3 min read

No Magnets, No Forks: How I Pick Restaurants While Traveling

Legligin wine bar in Valletta, red doors wide open

Legligin, Valletta. English boards and all, some places earn the exception.

Over the years of traveling I’ve collected a small set of heuristics for deciding where to eat. Nothing sophisticated. They’re ordered the way you’d run into them, from the far end of the street all the way down to the table.

They’re all about what to avoid, not what to look for. I have no idea what makes a great restaurant, but I know what makes a bad one, so I subtract and eat wherever’s left.

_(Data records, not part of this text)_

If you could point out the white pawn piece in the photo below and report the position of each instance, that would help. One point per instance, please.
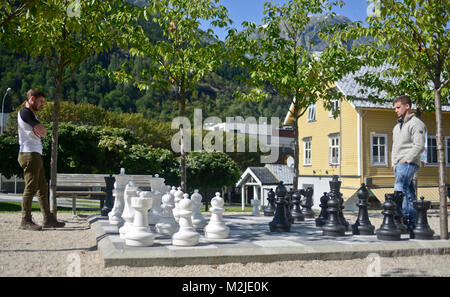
(216, 227)
(140, 233)
(186, 236)
(255, 203)
(155, 213)
(167, 224)
(131, 191)
(178, 197)
(115, 215)
(198, 221)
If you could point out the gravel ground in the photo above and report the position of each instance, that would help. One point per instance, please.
(55, 252)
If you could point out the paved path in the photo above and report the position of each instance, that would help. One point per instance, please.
(251, 241)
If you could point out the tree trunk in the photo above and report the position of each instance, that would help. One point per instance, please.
(441, 162)
(54, 151)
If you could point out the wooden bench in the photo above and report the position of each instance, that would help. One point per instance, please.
(90, 185)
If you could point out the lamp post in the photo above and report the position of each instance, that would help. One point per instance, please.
(3, 105)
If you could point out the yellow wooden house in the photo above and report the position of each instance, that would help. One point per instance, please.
(356, 146)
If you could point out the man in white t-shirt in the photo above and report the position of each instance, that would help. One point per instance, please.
(30, 159)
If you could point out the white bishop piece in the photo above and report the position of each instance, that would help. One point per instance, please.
(198, 221)
(115, 215)
(167, 224)
(140, 233)
(216, 227)
(131, 190)
(186, 236)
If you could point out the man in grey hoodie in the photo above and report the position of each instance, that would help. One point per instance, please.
(407, 146)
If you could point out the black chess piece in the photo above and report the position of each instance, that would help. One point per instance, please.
(109, 200)
(269, 211)
(321, 220)
(333, 225)
(398, 216)
(296, 212)
(307, 202)
(388, 229)
(422, 230)
(280, 222)
(362, 225)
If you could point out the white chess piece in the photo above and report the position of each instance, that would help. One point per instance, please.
(140, 233)
(255, 203)
(131, 190)
(186, 236)
(216, 227)
(198, 221)
(167, 224)
(178, 196)
(115, 215)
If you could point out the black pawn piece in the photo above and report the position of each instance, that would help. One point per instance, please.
(321, 220)
(333, 226)
(307, 203)
(388, 229)
(280, 222)
(269, 211)
(398, 216)
(362, 225)
(296, 212)
(422, 230)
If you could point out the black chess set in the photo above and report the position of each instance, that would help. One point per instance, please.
(292, 207)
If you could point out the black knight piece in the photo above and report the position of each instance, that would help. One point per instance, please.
(280, 222)
(296, 212)
(422, 230)
(333, 225)
(362, 225)
(307, 202)
(321, 220)
(388, 229)
(269, 211)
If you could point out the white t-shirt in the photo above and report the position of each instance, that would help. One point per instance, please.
(29, 140)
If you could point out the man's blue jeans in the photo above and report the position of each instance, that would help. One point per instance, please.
(404, 174)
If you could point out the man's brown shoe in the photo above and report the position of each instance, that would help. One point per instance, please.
(28, 224)
(50, 222)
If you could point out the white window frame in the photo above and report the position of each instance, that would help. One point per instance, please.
(312, 113)
(428, 148)
(333, 145)
(307, 141)
(372, 157)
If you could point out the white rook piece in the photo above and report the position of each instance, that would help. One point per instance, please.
(115, 215)
(216, 227)
(198, 221)
(140, 233)
(167, 224)
(128, 212)
(186, 236)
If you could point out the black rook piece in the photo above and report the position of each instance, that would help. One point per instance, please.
(422, 229)
(362, 225)
(321, 220)
(333, 226)
(280, 222)
(269, 211)
(398, 216)
(388, 229)
(307, 203)
(108, 205)
(296, 212)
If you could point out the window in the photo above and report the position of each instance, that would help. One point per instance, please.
(378, 150)
(431, 150)
(334, 149)
(312, 113)
(307, 152)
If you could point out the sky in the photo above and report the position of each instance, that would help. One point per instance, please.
(252, 10)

This is a living post. I’ll keep adding heuristics as I discover them.

No magnets in sight

The magnet stands are a border. On one side of it restaurants compete for tourists, on the other side for locals. I always eat on the other side, even when it costs me another fifteen minutes of walking.

No touts, no hostess

Nobody out front handing me a menu or waving me toward a table. If the food is good, the room does the inviting: full tables, loud conversations, staff too busy to stand outside.

Local language only*

No English menu, and staff that can barely take an order in English. Ordering should feel slightly difficult. If a place never bothered to translate anything, it’s because everyone who eats there already understands.

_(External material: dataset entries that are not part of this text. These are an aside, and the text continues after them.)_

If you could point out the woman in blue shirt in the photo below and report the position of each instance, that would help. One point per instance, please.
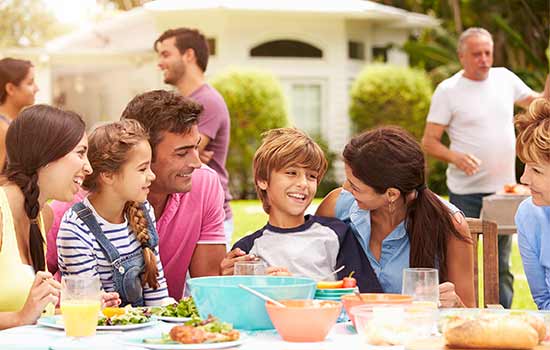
(398, 220)
(533, 215)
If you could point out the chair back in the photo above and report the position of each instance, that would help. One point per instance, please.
(489, 288)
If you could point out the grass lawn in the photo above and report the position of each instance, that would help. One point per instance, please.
(249, 217)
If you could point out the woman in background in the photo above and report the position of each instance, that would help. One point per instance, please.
(17, 90)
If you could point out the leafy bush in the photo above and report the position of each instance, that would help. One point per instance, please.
(392, 95)
(256, 104)
(329, 181)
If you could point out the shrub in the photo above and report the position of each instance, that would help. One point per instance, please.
(256, 104)
(391, 95)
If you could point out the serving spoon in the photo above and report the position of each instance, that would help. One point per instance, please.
(262, 296)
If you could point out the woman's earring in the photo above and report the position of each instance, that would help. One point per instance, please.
(391, 208)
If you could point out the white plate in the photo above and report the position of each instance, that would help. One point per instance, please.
(138, 341)
(173, 319)
(57, 323)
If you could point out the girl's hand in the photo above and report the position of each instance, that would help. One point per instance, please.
(44, 290)
(111, 299)
(448, 296)
(227, 264)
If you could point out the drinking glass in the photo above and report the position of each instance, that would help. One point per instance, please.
(253, 267)
(80, 304)
(422, 284)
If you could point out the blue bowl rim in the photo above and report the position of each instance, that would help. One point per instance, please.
(302, 281)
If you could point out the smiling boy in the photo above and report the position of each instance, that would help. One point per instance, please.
(288, 167)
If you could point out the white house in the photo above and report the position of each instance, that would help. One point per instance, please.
(315, 47)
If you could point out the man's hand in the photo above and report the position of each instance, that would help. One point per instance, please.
(227, 264)
(278, 271)
(111, 299)
(468, 163)
(205, 156)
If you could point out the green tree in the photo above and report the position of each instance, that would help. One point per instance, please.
(256, 104)
(26, 23)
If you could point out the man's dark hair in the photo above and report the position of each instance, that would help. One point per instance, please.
(161, 111)
(187, 38)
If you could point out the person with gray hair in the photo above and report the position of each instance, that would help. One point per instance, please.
(476, 109)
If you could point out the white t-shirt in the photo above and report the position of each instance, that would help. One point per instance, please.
(479, 117)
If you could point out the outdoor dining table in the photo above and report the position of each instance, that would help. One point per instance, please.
(342, 336)
(501, 208)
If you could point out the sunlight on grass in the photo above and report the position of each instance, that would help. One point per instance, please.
(250, 217)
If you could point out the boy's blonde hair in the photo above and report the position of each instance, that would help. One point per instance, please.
(282, 148)
(533, 140)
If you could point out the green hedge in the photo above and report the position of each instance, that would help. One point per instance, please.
(385, 94)
(256, 104)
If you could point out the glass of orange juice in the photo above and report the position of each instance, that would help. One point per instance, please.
(80, 304)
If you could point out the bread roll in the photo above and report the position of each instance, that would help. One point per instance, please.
(493, 333)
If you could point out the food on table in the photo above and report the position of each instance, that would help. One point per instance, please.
(349, 282)
(494, 331)
(330, 284)
(517, 189)
(197, 331)
(113, 311)
(129, 316)
(185, 308)
(80, 317)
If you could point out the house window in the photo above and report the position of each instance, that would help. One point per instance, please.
(380, 53)
(211, 46)
(356, 50)
(305, 107)
(286, 48)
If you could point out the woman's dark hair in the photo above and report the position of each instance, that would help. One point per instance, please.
(390, 157)
(40, 135)
(12, 71)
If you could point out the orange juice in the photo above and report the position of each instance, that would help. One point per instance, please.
(80, 317)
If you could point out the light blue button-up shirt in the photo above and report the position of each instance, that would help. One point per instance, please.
(533, 224)
(396, 247)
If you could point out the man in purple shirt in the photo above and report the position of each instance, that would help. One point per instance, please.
(183, 57)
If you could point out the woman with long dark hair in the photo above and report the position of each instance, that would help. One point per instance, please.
(398, 220)
(47, 159)
(17, 90)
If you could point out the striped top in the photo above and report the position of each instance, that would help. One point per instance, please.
(80, 253)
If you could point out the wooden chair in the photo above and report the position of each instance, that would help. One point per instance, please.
(489, 230)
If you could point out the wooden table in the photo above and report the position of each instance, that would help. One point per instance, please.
(438, 343)
(501, 208)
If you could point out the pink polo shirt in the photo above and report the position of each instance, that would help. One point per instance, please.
(189, 218)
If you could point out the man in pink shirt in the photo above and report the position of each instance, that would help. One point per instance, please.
(186, 195)
(183, 57)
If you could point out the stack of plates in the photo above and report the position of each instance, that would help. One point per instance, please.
(335, 294)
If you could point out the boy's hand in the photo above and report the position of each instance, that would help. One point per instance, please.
(226, 266)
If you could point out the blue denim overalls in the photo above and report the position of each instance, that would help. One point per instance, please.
(127, 270)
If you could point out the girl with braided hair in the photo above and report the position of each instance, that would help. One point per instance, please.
(111, 233)
(46, 149)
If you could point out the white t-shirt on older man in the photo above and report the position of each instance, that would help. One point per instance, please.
(479, 117)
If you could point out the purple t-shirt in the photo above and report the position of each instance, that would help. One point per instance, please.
(214, 123)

*This one is very hard to satisfy nowadays. Some English is fine, the translation just has to feel like an afterthought, not like the real menu.

One-page menu

The whole menu fits on one page. No lamination, no photos, sometimes a few dishes crossed out by evening. That’s fine. It means they cook whatever came in this morning, and they’ve been cooking the same few things for years.

No forks

This one applies where the local cuisine eats with chopsticks or hands. The fork is the first thing a restaurant changes for tourists, and the recipes are usually the second. When I ask for a fork and get a confused look, I order with confidence.


These places were never meant for us, and that’s exactly why we look for them.